Where I get more linkbloggy than usual:
- According to the 5th slide in this presentation, Android’s libc, “Bionic”, is BSD-derived. Anyone know which BSD? It looks like “whatever” is the answer.
- There’s a video out about BSD Certification.
- Hubert Feyrer has a note about NetBSD’s not-necessarily-intended moves towards a microkernel architecture. Other “move things to userland” steps have happened in DragonFly; it seems a trend.
- Giorgos Keramidas talks about font substitution in Firefox. This should work on any platform.
- Vim plugins: a.vim lets you switch between .c and .h files with a single command.
- I should have linked to this yesterday: Epitome, a “deduplication engine” for OpenBSD, was mentioned a bit in the most recent BSDTalk. (via)
- Gopher: not dead yet. (also via)
Johannes Hofmann has taken over estd, a “frequency scaling daemon for NetBSD and DragonFly”. The newest release brings multicore support on DragonFly.

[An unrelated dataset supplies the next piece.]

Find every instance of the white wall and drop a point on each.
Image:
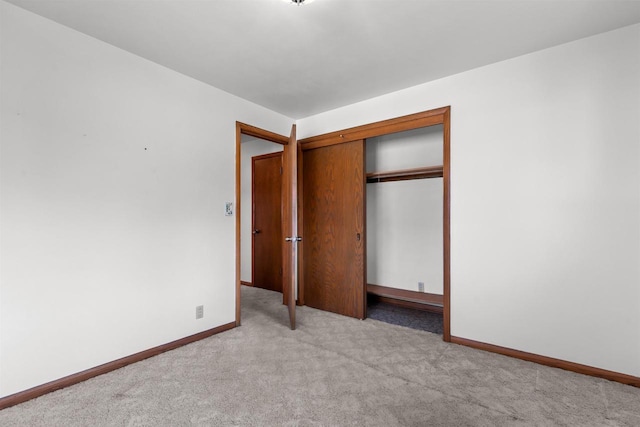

Stathis Kamperis has ported POSIX message queues to DragonFly (from NetBSD) and has his eyes set on veriexec next.
Stathis Kamperis, as part of his Summer of Code work, ported NetBSD’s POSIX message queues to DragonFly. He has a writeup of all the details, and even has test cases! It should be showing up in 2.5 soon.
Hubert Feyrer, for his PhD, put together a Virtual Unix Lab – a whole lab of NetBSD systems for teaching System Administration. It’s a good strategy for an environment where some percentage of the systems will be irretrievably mangled. It’s available as a book.
NetBSD now has a Projects Blog and a Twitter account. I’m not taking credit for the idea, but I do note a definite similarity between that and the DragonFly Digest, to which I say: quick, someone do this for FreeBSD and/or OpenBSD! More attention to all the BSD work being done is positive.
Daniel Lorch is working on a port of Hammer to Linux’s VFS, though since he’s using FUSE, it will be able to reach other systems, like NetBSD. The code is accessible.
There is, of course, DragonFly project ideas for Google’s Summer of Code. There are also idea pages up for FreeBSD and NetBSD, both also participating this year.
BSDTalk has Andrew Doran of NetBSD talking about the not-yet-out NetBSD 5 release, for 22 minutes.
“Desktop NetBSD” – with the DragonFly LiveDVD and installer, we’re almost able to do the same thing now – a skim of that project page seems to imply we just need to add some more packages. (via)
A vulnerability in telnetd code common to FreeBSD and DragonFly was just discovered; it’s been fixed in DragonFly using code from NetBSD in 1995, strangely enough. (via #dragonflybsd on EFNet)
This has been all over the Intarwebs at this point, but: there’s a good rumor that the next Sidekick phone will be running NetBSD on the inside. Danger, the company that makes the Sidekick, was bought by Microsoft, which makes this a BSD-based phone produced by Microsoft. I never thought I’d type that sequence of words together.
hubertf has a post up about NetBSD’s work to move to a different multiprocessing scheme, along with a 1:1 threading model. This is similar to what DragonFly is doing, though a different methodology.
Charles M. Hannum, one of the originators of the NetBSD project, posted what I’ll call a rant about the state of NetBSD; he wants NetBSD to lead system development and he blames the organizational layout for slowing development.
It appears he wants to return to the less complex organization of the early days of NetBSD; I don’t think that’s relevant in this stage of NetBSD’s development.  (Is NetBSD the oldest existing open source operating system project?)
Daemonnews has an interview with Jan Schaumann up;
the interview is about NetBSD as a desktop system. Many of the answers also apply to DragonFly, as NetBSD and DragonFly both use pkgsrc.